Going the other way, doubling down on what they have at a time when the franchise is just a couple years from a clean restart, is going to be a very tough sell for President of Baseball Ops Farhan Zaidi.
The mid-season MLB trade deadline is almost always a sellers’ market, with desperate (and semi-desperate) teams looking for the final pieces of magic that will transport them to October baseball. Stay tuned campers because it should be a fun ride.
Further Evidence the Big Bang Didn’t Kill off All the Dinosaurs
Those tiresome, out-of-date San Francisco Chronicle sports columnists are at it again. Although their actual shelf-life expired in 1978, the Chronicle’s baseball scribblers have the zombie-like ability to rise up, climb over their typewriters and roam the land looking to shoo unruly kids off any possible front lawns.
In a recent column the loudest of the Chronicle roamers, Bruce Jenkins, managed to disagree with himself several times, passing the previous single column record.
Jenkins stated “It’s no longer enough to simply enjoy the game. Baseball is all about change now, with the game’s brain trust immersed in experimentation.”
This was all about Jenkins’ dislike of the predominance of infield/outfield shifts in the game today. His solution? Ban the shifts and for the first time in MLB history create new rules to limit exactly where infielders can stand on the field.
So while Jenkins whines about change and experimentation ruining the game, he counters with a big helping of just that: new rules and experimentation.
Because never in the 145-year history of baseball have there been any rules directing where infielders and outfielders should stand, or that have limited their movements. Never.
Jenkins, and other grumpy luddites, desperately want to see more singles and fewer home runs; they want to limit exceptional pitching and defense and add more bunting. They are perplexed why teams have stopped trying to steal bases the way teams used to in the last century.

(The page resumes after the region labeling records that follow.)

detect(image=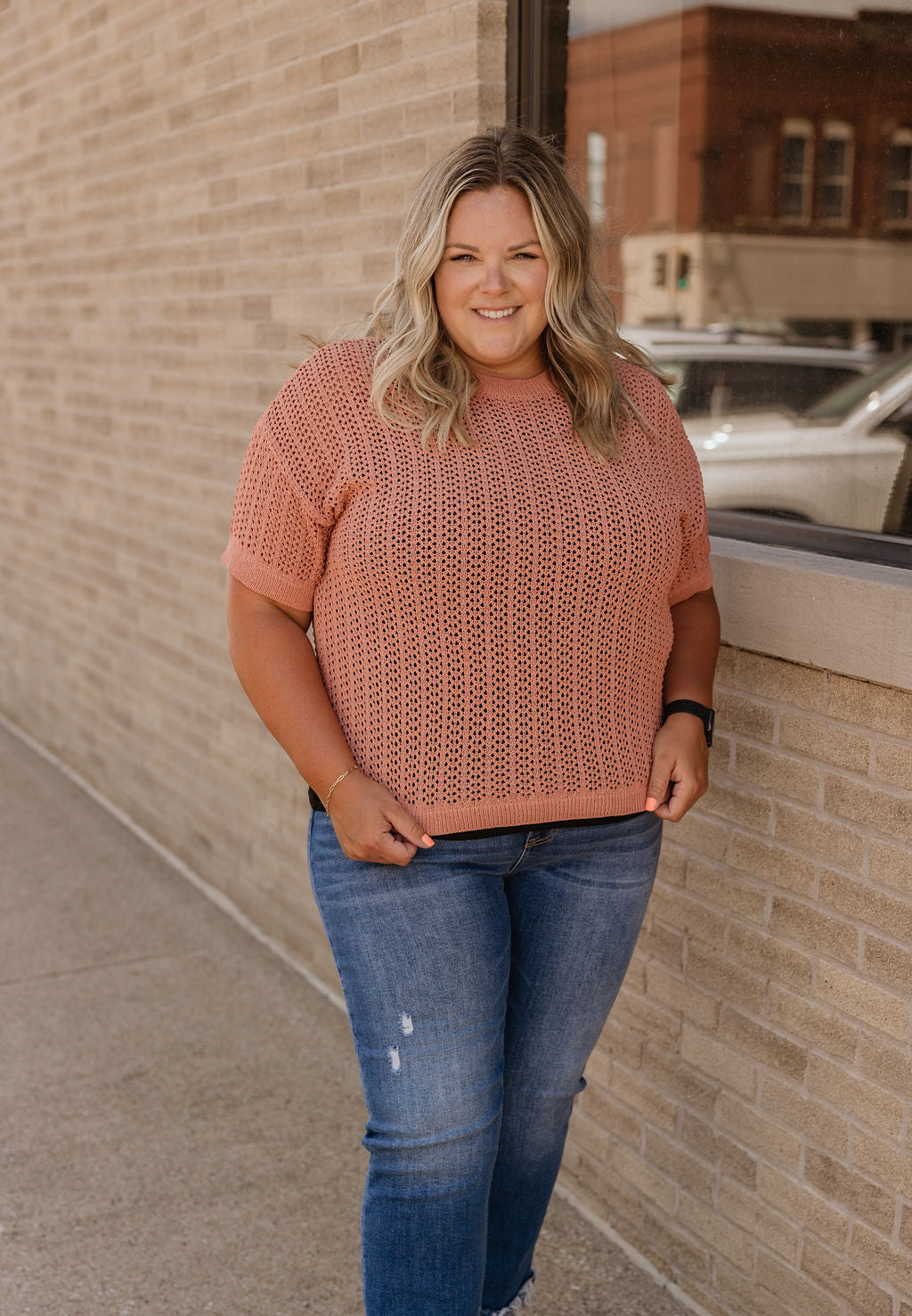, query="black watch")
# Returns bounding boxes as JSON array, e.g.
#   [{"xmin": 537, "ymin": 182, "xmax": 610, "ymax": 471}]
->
[{"xmin": 662, "ymin": 699, "xmax": 716, "ymax": 745}]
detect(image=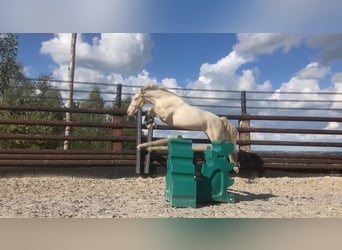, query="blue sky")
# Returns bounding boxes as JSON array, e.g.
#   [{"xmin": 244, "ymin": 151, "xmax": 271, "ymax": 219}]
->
[{"xmin": 18, "ymin": 33, "xmax": 342, "ymax": 93}]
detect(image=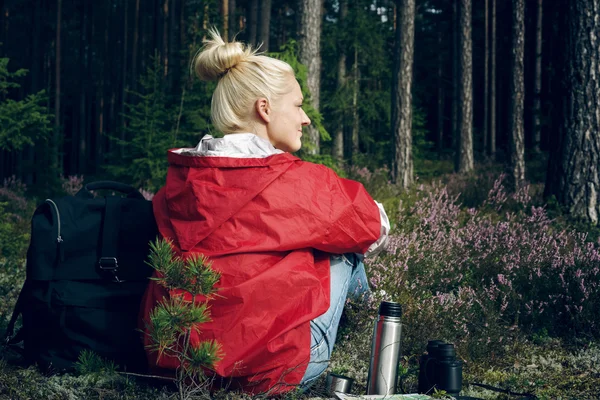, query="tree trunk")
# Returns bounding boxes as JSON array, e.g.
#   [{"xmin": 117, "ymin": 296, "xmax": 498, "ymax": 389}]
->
[
  {"xmin": 228, "ymin": 0, "xmax": 238, "ymax": 40},
  {"xmin": 509, "ymin": 0, "xmax": 525, "ymax": 189},
  {"xmin": 333, "ymin": 0, "xmax": 348, "ymax": 161},
  {"xmin": 437, "ymin": 25, "xmax": 445, "ymax": 155},
  {"xmin": 392, "ymin": 0, "xmax": 415, "ymax": 189},
  {"xmin": 52, "ymin": 0, "xmax": 62, "ymax": 176},
  {"xmin": 350, "ymin": 47, "xmax": 360, "ymax": 158},
  {"xmin": 162, "ymin": 0, "xmax": 172, "ymax": 78},
  {"xmin": 299, "ymin": 0, "xmax": 323, "ymax": 154},
  {"xmin": 221, "ymin": 0, "xmax": 229, "ymax": 42},
  {"xmin": 258, "ymin": 0, "xmax": 271, "ymax": 51},
  {"xmin": 131, "ymin": 0, "xmax": 140, "ymax": 90},
  {"xmin": 451, "ymin": 0, "xmax": 460, "ymax": 153},
  {"xmin": 533, "ymin": 0, "xmax": 543, "ymax": 153},
  {"xmin": 547, "ymin": 0, "xmax": 600, "ymax": 225},
  {"xmin": 248, "ymin": 0, "xmax": 258, "ymax": 46},
  {"xmin": 488, "ymin": 0, "xmax": 496, "ymax": 159},
  {"xmin": 456, "ymin": 0, "xmax": 473, "ymax": 172},
  {"xmin": 483, "ymin": 0, "xmax": 490, "ymax": 155}
]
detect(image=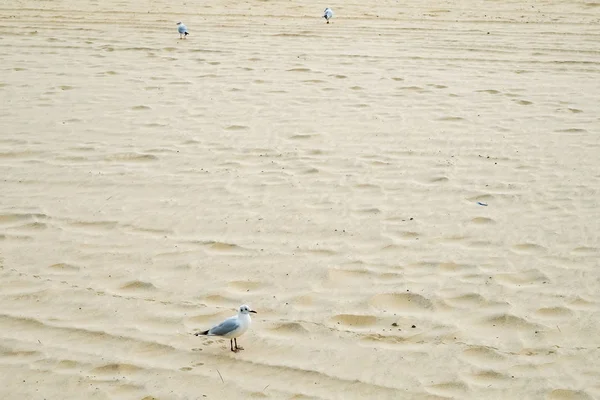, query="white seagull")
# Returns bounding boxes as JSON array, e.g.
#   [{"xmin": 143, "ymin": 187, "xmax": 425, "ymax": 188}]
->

It’s funny, I guess it never occurs to people like Bruce Jenkins that with the extensive information we can now access through advanced analytics, questions like “does trying to steal bases score more runs than not trying to steal bases?” can now be answered with actual empirical evidence instead of old timey opinions.
And the answer is… no. Decades of results have shown that base stealing creates more outs and fewer runs. Which, as I recall, is the opposite of what one is looking to do when playing the grand old game.
By the way, Major League Baseball has commissioned several recent questionnaire studies of what baseball fans want and don’t want. Surprise! It turns out fans don’t hate home runs and they don’t miss singles.
They do want a faster game pace and several recently applied rules have contributed to that, like the three-batter minimum for relief pitchers. Adding a pitcher’s clock and automated umpires would also speed up the pace— so let’s hope that gets done sooner than later.
As for those who want to turn the game’s clock back to that long ago time when they were actually following the game on the field, I have a suggestion. Pay more attention to the 2021 game on the field, because it’s obvious you’re missing a lot of really great baseball happening right in front of your eyes.